Sterbehelfer Roger Kusch Polizei stoppt "Dr. Tod"

Unbeirrbar wirbt Roger Kusch für Sterbehilfe. Doch nun hat die Polizei das Geschäft mit dem Tod per einstweiliger Verfügung verboten. Vorerst.

Die Polizei hat den umstrittenen Sterbehelfer Roger Kusch vorerst gestoppt. Dem ehemaligen Hamburger Justizsenator wurde per Polizeiverfügung die weitere Sterbehilfe verboten, teilte Polizeisprecher Ralf Meyer mit.
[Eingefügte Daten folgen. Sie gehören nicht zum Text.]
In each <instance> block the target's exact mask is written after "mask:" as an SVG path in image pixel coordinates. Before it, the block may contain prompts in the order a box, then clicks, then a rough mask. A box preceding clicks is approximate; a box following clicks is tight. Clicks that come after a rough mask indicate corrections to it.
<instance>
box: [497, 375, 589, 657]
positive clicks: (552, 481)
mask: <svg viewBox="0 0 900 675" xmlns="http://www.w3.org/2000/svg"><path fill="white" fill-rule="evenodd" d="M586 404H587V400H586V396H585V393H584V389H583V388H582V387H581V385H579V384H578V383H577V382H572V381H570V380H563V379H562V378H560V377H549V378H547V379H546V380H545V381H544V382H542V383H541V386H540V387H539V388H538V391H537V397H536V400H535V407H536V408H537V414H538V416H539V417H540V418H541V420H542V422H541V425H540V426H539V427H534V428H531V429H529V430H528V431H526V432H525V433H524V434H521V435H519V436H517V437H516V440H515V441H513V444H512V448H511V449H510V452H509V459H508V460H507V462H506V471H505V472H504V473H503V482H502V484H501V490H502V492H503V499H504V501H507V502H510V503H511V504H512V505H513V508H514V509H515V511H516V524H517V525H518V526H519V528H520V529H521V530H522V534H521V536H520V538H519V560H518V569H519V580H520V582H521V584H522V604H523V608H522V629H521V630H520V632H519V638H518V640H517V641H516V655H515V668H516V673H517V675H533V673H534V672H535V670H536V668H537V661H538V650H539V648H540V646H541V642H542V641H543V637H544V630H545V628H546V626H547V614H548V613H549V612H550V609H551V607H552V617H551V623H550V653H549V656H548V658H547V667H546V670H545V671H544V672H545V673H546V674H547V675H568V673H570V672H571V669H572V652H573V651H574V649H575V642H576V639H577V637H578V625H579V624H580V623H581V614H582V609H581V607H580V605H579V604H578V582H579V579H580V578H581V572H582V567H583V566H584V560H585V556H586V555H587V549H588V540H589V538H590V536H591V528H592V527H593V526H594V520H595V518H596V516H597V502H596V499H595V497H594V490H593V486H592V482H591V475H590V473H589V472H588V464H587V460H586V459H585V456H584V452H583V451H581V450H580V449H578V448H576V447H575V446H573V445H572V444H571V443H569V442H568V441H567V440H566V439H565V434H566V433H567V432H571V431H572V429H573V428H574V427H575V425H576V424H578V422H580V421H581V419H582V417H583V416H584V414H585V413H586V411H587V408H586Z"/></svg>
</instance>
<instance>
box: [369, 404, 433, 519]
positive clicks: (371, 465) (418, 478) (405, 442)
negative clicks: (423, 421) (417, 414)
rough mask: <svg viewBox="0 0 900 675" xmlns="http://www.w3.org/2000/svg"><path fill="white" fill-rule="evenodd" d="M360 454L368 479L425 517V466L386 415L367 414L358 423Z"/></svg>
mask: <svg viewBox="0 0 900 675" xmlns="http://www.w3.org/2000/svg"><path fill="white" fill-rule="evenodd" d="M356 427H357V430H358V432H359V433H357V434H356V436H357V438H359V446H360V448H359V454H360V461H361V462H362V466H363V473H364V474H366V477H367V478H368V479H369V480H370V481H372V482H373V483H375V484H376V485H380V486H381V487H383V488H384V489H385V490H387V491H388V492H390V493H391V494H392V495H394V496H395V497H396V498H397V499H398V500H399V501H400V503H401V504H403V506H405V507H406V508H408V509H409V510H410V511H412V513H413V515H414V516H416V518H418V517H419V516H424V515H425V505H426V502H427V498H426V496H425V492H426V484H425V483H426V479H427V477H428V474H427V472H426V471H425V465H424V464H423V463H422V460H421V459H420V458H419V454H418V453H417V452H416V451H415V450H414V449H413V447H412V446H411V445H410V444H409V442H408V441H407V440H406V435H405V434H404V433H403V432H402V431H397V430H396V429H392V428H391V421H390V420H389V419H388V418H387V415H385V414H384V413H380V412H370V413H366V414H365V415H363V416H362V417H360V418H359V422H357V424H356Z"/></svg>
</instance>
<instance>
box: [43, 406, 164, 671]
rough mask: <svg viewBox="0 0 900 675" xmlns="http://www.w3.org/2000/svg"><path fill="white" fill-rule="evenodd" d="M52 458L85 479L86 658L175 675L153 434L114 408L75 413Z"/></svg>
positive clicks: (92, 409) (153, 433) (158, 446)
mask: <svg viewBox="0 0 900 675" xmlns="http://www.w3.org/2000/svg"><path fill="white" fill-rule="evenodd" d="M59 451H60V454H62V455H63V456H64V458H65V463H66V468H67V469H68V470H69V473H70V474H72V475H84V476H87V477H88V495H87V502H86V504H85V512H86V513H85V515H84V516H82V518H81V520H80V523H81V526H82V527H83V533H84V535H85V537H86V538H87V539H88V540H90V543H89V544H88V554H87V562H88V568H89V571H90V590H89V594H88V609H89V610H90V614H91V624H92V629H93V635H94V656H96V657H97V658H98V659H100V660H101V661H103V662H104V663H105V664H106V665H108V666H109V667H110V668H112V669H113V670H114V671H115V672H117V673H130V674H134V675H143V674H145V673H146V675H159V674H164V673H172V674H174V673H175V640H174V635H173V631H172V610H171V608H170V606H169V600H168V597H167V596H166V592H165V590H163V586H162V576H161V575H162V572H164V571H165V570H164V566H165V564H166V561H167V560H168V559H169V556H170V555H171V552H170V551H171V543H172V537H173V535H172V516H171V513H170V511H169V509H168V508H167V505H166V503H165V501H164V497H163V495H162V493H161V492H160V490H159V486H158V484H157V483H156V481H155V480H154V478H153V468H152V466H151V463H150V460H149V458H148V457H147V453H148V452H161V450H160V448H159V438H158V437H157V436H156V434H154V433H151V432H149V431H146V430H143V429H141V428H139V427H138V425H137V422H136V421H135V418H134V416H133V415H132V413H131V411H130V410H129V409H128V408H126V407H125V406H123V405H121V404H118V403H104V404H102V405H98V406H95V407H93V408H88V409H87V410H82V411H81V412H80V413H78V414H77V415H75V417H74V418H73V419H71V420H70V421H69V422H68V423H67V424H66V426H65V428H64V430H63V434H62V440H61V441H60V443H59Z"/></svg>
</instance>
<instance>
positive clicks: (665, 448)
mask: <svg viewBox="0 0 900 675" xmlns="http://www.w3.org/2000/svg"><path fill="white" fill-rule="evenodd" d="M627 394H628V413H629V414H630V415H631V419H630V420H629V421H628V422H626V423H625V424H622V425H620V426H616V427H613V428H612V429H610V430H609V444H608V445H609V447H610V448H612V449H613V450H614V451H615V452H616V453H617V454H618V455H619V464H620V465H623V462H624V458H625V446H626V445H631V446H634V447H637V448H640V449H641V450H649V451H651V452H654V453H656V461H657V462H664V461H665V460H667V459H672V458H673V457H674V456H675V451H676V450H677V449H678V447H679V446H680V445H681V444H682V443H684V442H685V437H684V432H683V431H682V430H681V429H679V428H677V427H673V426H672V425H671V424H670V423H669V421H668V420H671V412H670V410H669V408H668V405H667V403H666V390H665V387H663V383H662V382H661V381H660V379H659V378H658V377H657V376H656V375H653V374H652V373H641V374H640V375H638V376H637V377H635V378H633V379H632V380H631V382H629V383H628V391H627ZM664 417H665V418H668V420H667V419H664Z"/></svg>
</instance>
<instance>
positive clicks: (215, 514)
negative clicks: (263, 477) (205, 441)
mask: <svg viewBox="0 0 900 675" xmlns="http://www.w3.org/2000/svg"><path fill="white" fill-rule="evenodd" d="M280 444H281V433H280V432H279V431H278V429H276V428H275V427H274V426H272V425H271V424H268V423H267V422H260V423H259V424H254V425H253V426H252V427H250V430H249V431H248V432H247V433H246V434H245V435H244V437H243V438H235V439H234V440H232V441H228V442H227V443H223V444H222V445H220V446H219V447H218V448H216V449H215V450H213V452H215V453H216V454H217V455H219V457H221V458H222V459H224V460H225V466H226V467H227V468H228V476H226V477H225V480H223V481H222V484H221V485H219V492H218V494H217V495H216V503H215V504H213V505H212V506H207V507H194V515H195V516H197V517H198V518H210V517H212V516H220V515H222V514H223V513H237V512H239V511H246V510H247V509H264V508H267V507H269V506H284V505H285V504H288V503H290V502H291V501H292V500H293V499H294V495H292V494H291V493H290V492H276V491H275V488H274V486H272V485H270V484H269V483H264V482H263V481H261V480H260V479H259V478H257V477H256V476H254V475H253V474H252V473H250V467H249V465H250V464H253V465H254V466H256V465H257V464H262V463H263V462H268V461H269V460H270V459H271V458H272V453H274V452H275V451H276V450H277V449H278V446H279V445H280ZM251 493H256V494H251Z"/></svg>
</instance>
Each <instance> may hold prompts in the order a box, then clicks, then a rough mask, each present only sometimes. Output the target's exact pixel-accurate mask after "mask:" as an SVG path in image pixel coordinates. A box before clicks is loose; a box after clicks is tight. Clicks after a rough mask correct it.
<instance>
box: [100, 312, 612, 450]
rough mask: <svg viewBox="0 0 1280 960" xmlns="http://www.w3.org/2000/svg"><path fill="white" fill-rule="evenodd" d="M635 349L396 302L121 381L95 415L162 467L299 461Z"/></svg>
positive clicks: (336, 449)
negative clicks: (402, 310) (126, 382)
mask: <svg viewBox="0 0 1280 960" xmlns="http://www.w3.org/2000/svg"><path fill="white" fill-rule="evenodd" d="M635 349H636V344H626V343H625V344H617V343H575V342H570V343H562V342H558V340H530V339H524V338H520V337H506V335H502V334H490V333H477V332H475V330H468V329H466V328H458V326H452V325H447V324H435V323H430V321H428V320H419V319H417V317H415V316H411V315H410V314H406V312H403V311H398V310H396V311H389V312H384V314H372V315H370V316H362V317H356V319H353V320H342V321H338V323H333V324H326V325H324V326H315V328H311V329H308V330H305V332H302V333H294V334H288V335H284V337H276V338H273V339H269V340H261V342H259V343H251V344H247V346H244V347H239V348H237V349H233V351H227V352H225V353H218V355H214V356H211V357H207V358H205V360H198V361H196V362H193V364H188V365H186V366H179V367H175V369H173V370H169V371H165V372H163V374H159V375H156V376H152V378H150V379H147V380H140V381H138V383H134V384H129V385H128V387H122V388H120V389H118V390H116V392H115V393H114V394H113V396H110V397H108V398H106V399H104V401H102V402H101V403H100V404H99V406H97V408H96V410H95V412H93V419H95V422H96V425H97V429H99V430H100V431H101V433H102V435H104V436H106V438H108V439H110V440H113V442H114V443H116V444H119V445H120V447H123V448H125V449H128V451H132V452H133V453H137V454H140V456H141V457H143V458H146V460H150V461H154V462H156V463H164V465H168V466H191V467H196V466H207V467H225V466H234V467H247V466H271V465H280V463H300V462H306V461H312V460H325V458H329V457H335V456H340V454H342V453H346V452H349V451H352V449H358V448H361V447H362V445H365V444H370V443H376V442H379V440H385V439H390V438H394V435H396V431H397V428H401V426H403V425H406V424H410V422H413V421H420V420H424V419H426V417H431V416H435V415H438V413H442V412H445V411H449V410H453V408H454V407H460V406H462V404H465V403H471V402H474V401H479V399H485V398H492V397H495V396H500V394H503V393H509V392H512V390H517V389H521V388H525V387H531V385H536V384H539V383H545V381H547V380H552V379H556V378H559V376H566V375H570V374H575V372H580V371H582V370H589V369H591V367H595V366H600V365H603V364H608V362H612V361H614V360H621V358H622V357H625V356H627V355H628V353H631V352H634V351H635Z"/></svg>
Die Verfügung sei Kusch schon Ende November bei einer Durchsuchung mündlich erteilt worden. Kusch wehrt sich vor dem Verwaltungsgericht gegen die Auflage, teilte Meyer mit: "Kusch hat dagegen ein Eilverfahren vor dem Verwaltungsgericht eingeleitet. Außerdem klagt er dagegen, dass von der Polizei sichergestelltes Material zur Gefahrenabwehr an die Gesundheitsbehörde weitergegeben wurde", sagte Meyer der Bild. Die Polizei müsse bis zum 9. Januar 2009 zu der Klage gegen die Verfügung Stellung nehmen, so dass wohl Ende des Monats darüber entschieden werde.

"Perverse Weihnachtsbotschaft"

Erst am Wochenende hatte Kusch angekündigt, er werde seine Videos demnächst veröffentlichen. Der umstrittene frühere Hamburger Justizsenator, der seine Suizidbegleitung als "absolute Provokation" sieht, will die Öffentlichkeit weiter provozieren, "um mich irgendwann selbst überflüssig zu machen". Er werde, falls nötig, schon bald vollständige Sterbevideos öffentlich zeigen.

Bayerns Justizministerin Beate Merk (CSU) empört sich über diese neuen Pläne des Hamburger Suizidhelfers. "Gerade zur Weihnachtszeit anzukündigen, das Sterben von Menschen auf Video zu zeigen, macht deutlich, dass Kusch keine Grenzen kennt", sagte Merk. Kusch verkünde eine "perverse Weihnachtsbotschaft". Er verbinde mit dem Fest nicht Hoffnung und Liebe, sondern den Tod. Daran wolle er um jeden Preis und mit allen Mitteln andere teilhaben lassen.

Auslöser der Razzia von Kuschs Wohnungen Ende November waren die Ermittlungen mehrerer Staatsanwaltschaften. Sie ermitteln gegen den Ex-Politiker nach der Sterbehilfe für vier Menschen wegen des Verdachts des Verstoßes gegen das Arzneimittelgesetz, also des unerlaubten Abgebens und Handels mit Medikamenten.

Ausgangspunkt der Ermittlungen war der Tod einer 84 Jahre alten Rentnerin in Hamburg Ende September. Der Ex-Justizsenator hatte die lebensmüde Frau nach eigenen Angaben beim Selbstmord unterstützt.

Die Rechtsmediziner hätten nach Angaben der Staatsanwaltschaft bei der Rentnerin eine hohe Dosis eines verschreibungspflichtigen Malaria-Medikaments entdeckt: Aufgrund der Überdosis dieses Mittels sei sie zu Tode gekommen.

Bereits im Juni hatte Kusch nach eigener Aussage einer 79 Jahre alten Frau aus Würzburg Sterbehilfe geleistet und damit eine Welle der Empörung ausgelöst. Die Rentnerin hatte Kusch zufolge ein Malaria-Medikament und ein Beruhigungsmittel eingenommen.

Kusch wirbt im Internet um Kunden. Der umstrittene Jurist fordert eine Legalisierung der gesetzlich verbotenen Sterbehilfe. Er begleitete bisher fünf Menschen beim Selbstmord.